Searching for answers—that’s something homeboy excels at. But in the end I couldn’t find an answer. All I could do watch her grow and observe. How was I supposed to test her intelligence at 1 1/2, right? The bottom line was her head was small. What could I do? All I could do was observe.
But I was quite proud of myself that time because it only took me a week to recover. At that point, I was much tougher than I was in my teens. The metaphor I used to comfort myself was this. Say you leave home with 200 yuan on you and you’re robbed of 100 on the streets. What do you do? The 100 yuan is gone for sure, so what do you do? What are your options? You could complain about fate, how you of all people were robbed. But another mindset is you protect the 100 yuan you still have more fiercely than you did the 200 you had.

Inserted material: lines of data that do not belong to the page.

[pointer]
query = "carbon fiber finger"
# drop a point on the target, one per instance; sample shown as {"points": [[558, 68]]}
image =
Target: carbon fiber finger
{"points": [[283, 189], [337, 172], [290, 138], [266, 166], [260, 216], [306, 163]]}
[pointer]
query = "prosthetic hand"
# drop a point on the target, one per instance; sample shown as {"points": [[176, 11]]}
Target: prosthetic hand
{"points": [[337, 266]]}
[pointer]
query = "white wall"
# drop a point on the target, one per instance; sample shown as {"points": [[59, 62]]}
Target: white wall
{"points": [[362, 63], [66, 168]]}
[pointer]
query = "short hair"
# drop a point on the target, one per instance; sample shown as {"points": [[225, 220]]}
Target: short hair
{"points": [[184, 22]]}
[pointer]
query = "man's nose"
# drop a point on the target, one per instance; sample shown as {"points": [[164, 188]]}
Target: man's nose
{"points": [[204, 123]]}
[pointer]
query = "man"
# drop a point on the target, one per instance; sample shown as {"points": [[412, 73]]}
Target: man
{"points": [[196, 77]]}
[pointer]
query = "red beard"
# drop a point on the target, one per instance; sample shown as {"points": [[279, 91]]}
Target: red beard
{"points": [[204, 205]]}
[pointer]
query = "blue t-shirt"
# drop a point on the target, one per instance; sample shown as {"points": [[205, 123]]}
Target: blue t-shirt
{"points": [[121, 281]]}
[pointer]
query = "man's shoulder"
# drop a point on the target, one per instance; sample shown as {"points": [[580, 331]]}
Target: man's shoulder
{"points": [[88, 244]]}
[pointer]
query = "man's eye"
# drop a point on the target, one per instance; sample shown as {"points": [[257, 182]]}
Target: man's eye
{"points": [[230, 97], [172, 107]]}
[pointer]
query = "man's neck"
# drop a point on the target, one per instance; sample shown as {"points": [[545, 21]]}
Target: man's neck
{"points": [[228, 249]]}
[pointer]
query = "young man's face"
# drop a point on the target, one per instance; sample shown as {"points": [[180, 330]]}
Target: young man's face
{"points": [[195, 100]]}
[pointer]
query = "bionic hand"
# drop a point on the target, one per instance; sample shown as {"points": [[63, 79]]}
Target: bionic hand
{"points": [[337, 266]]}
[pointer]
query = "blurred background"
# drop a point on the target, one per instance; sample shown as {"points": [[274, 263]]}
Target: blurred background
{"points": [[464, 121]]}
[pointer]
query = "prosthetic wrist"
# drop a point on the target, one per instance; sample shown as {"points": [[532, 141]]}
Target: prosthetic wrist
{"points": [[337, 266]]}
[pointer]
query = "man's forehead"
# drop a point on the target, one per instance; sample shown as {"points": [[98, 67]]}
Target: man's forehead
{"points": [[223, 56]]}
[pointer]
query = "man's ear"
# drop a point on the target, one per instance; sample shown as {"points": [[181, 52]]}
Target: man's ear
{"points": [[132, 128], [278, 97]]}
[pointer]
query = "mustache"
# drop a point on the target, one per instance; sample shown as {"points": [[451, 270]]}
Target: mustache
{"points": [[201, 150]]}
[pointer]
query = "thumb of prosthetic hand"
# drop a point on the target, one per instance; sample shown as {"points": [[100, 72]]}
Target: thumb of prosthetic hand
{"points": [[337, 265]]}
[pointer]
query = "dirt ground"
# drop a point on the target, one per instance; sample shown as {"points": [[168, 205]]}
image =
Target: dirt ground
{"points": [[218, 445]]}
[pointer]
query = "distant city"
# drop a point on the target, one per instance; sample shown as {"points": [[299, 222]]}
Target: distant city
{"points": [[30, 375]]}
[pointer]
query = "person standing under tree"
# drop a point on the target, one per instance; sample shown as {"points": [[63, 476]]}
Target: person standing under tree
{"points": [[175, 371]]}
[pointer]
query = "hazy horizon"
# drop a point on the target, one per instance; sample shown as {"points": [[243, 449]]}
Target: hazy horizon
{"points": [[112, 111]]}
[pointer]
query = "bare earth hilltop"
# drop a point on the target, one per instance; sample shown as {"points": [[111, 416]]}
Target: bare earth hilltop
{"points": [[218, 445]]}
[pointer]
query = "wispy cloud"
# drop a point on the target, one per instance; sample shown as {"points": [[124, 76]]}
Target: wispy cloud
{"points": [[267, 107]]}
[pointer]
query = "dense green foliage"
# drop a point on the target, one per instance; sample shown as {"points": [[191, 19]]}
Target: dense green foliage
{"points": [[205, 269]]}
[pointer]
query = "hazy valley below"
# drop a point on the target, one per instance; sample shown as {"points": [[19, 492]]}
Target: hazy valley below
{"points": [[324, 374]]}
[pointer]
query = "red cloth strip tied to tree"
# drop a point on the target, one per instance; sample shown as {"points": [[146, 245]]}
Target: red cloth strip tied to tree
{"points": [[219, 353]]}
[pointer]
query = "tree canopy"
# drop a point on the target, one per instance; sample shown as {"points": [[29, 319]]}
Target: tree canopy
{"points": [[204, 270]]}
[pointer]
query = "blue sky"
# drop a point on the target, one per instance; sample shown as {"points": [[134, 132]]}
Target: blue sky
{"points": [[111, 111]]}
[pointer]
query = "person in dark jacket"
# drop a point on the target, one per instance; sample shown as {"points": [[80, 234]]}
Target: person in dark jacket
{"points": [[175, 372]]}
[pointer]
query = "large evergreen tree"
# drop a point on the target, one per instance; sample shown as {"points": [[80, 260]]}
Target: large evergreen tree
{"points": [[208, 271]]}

And then I asked myself what my daughter has now. She can laugh. That’s great. What about me? I have an income. I earn money for her to spend and she can laugh. Isn’t that a perfect cycle? What else do you need in life? All you want is for your kid to be happy. And now I can make her happy and she can show her happiness. That’s your 100 yuan. That’s something I definitely have. No one can take that away from me, because she has already shown the ability to laugh. Plus I can’t keep torturing myself because I’m tied to that 100 yuan too. If I get sucked into obsessive thinking, if I dwelt in self-pity, if I burned myself out, then I wouldn’t be holding onto the 100 yuan. I can’t be like that. I had to cheer myself up. If I’m happy, I make more money and my daughter will be even happier.
6.
From that point onward, I started using a new mindset to approach life. I accepted the worst-case scenario. I pondered the worst-case scenario. In my daughter’s case, the worst-case scenario was that she had low IQ. Now that I had accepted the worst-case scenario. The rest was good.

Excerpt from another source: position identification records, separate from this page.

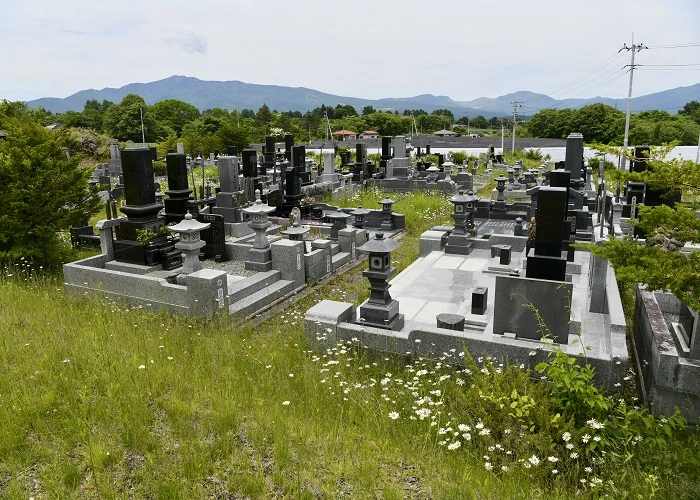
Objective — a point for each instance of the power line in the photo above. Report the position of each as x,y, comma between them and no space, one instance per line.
605,70
634,48
676,46
669,65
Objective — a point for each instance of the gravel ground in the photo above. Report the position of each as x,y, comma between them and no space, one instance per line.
234,267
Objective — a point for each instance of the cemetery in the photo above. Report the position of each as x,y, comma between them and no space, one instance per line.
506,280
482,307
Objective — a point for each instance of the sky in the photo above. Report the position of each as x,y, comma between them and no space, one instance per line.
368,49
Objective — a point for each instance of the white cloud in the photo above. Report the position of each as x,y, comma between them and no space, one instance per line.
365,48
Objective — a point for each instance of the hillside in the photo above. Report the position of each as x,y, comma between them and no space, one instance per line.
239,95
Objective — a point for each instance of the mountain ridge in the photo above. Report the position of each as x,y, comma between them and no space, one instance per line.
235,94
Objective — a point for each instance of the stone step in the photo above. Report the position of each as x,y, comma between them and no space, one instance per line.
340,259
261,298
252,284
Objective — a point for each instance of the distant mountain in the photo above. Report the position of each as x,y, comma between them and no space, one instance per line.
240,95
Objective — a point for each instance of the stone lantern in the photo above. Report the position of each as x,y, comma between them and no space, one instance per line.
448,166
260,256
360,214
190,243
432,173
464,210
387,221
380,310
501,186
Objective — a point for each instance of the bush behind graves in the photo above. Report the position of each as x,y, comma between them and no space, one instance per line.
43,193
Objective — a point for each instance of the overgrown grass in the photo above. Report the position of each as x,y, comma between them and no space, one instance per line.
99,400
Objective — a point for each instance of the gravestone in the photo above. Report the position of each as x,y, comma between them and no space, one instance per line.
546,260
250,172
214,237
573,162
142,218
226,203
176,205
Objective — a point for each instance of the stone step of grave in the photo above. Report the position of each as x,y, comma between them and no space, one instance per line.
251,284
261,298
340,259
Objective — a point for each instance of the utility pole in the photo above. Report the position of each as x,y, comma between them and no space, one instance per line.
515,104
143,134
634,48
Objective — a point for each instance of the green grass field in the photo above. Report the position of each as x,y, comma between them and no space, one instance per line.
98,400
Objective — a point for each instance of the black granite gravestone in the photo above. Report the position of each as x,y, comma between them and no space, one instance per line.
288,144
178,188
214,237
546,260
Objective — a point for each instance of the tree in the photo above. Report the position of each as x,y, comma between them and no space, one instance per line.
444,112
657,263
43,192
479,122
691,110
123,121
598,123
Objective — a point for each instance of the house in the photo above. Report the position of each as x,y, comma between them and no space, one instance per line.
369,134
445,133
345,134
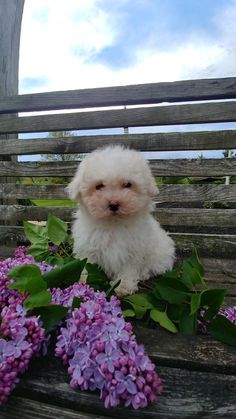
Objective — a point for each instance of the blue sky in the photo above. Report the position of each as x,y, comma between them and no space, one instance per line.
72,44
76,43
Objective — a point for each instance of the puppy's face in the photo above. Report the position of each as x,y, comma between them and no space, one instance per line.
114,198
113,182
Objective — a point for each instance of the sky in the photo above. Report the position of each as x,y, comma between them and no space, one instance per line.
73,44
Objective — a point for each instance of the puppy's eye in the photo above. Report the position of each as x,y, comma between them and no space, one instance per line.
127,185
99,186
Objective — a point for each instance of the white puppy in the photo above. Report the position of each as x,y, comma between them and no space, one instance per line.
114,227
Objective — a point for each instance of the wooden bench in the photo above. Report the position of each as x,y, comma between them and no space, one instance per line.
199,374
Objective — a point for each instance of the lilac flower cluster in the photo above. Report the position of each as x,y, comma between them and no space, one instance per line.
229,313
20,339
20,336
12,297
101,350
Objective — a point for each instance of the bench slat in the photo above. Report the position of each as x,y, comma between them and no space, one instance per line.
161,167
136,117
202,140
206,89
168,193
208,244
187,393
27,409
189,217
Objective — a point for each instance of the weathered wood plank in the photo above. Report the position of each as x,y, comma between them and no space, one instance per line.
166,216
207,89
147,116
186,393
168,193
175,167
200,193
208,245
200,353
202,140
27,409
225,266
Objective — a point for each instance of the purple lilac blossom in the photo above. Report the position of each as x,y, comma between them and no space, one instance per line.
20,336
101,351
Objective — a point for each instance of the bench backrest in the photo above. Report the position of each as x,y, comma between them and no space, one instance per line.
198,210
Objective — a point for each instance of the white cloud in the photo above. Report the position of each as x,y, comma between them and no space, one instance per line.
59,39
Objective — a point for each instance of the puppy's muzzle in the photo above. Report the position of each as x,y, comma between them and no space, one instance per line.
113,207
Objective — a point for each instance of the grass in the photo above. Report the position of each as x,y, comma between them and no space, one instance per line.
54,203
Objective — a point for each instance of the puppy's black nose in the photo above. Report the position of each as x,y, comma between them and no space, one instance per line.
113,207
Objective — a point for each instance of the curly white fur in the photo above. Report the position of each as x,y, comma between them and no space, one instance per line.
114,226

Later on, it turned out my daughter’s major motor skills were fine. The movement of fingers is considered fine motor skills. Major motor skills refers to jumping around. Her major motor skills were just fine. She was also decent at memorizing stuff and did it quite quickly. I said to myself: “Done deal!” Looking ahead, when it comes to the first nine years of compulsory education and three years of senior high, 80 percent of it is a matter of memorization. As long as your memory is intact, I should be able to send you to uni. The situation evolved such that not only did my daughter not have low IQ, I had to consider buying a flat in a good school district. So when you accept the worst stuff, the rest is good.

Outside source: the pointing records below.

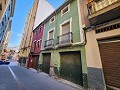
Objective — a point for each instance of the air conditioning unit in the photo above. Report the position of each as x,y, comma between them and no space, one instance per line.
96,0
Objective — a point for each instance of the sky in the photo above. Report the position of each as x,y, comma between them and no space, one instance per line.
22,8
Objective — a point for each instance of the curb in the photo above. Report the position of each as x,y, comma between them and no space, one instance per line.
63,81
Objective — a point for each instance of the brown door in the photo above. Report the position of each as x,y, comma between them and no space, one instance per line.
110,56
71,67
35,61
46,62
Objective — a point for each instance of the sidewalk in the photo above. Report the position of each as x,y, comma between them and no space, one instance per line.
59,80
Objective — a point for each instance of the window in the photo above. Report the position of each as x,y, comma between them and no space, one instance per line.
2,23
9,8
5,17
38,43
52,19
66,28
51,34
5,1
34,45
65,10
40,29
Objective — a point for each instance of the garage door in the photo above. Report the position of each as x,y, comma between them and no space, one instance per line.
110,56
46,62
71,68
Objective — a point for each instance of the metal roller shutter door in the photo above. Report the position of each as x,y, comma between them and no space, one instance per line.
110,56
71,67
46,62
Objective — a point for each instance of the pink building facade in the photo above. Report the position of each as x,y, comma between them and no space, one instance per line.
35,46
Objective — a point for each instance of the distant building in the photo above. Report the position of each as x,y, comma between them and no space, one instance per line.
43,11
6,12
103,43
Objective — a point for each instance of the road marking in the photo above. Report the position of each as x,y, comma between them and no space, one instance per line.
21,87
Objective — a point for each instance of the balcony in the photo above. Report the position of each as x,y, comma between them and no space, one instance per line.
65,39
49,44
0,6
101,11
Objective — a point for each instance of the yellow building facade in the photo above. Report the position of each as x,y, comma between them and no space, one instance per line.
25,44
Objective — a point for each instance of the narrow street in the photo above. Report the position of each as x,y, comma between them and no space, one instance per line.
14,77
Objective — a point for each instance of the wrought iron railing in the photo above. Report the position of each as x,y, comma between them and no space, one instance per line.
49,43
66,38
97,5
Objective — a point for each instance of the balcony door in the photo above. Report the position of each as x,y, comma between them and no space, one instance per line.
65,36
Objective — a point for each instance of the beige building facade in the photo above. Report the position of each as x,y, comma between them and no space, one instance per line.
102,26
6,13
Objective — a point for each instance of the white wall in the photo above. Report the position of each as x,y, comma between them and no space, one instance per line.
43,11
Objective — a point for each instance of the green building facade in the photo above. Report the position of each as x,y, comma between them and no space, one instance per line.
63,44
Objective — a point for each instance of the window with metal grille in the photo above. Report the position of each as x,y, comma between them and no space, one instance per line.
66,28
51,34
108,28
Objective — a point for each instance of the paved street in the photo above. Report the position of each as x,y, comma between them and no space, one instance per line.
14,77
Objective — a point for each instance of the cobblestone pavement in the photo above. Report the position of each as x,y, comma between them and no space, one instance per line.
14,77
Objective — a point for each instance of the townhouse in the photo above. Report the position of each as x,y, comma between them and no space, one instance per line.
102,26
44,9
63,44
6,13
24,48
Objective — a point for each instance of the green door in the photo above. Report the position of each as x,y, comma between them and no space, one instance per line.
71,68
46,62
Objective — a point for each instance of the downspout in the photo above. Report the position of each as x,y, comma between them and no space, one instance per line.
5,10
82,33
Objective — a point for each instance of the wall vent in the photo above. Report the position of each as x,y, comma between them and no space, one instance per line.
108,28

The attitude extended to the birth of my son, my second child. He was born with a heart condition. There’s a hole in his atrium and in his ventricle. Dealing with my second child’s condition, I didn’t succumb to grief. I only obsessed about it briefly. After pondering the issue for a bit, I decided it wasn’t a big deal. Why? Because I did my research and found that he could live until at least his 30s. I had him when I was 35. If he lived until 30-something, then I’d be 65. That’s OK. If you die then, Dad will go with you, so you won’t be lonely, will you? And come to think of it, when is the best time in life? It’s your youth. You’re happiest before 35. If you’ve already enjoyed the happiest part of life, what else can you ask for? No big deal!
I think there is a standard treatment for OCD. First, you need to get diagnosed and then take medication. Taking medication was a turning point in the breakthrough for my recovery. Secondly, you can stop your obsessive thinking. It’s just that you have to deal with huge pressure and a tremendous amount of pain. But once you deal with the pain, there is a pathway from frozen state to recovery. It’s like retracing your steps.
It’s just like the movie Ready Player One. When the main character was tackling the first key, everyone was following the arrows on the course, but he decided to go in reverse. That’s how OCD works. When you’re not dictated by it, you’ve found a solution. And when you can genuinely crack the code once, you can do it again many times.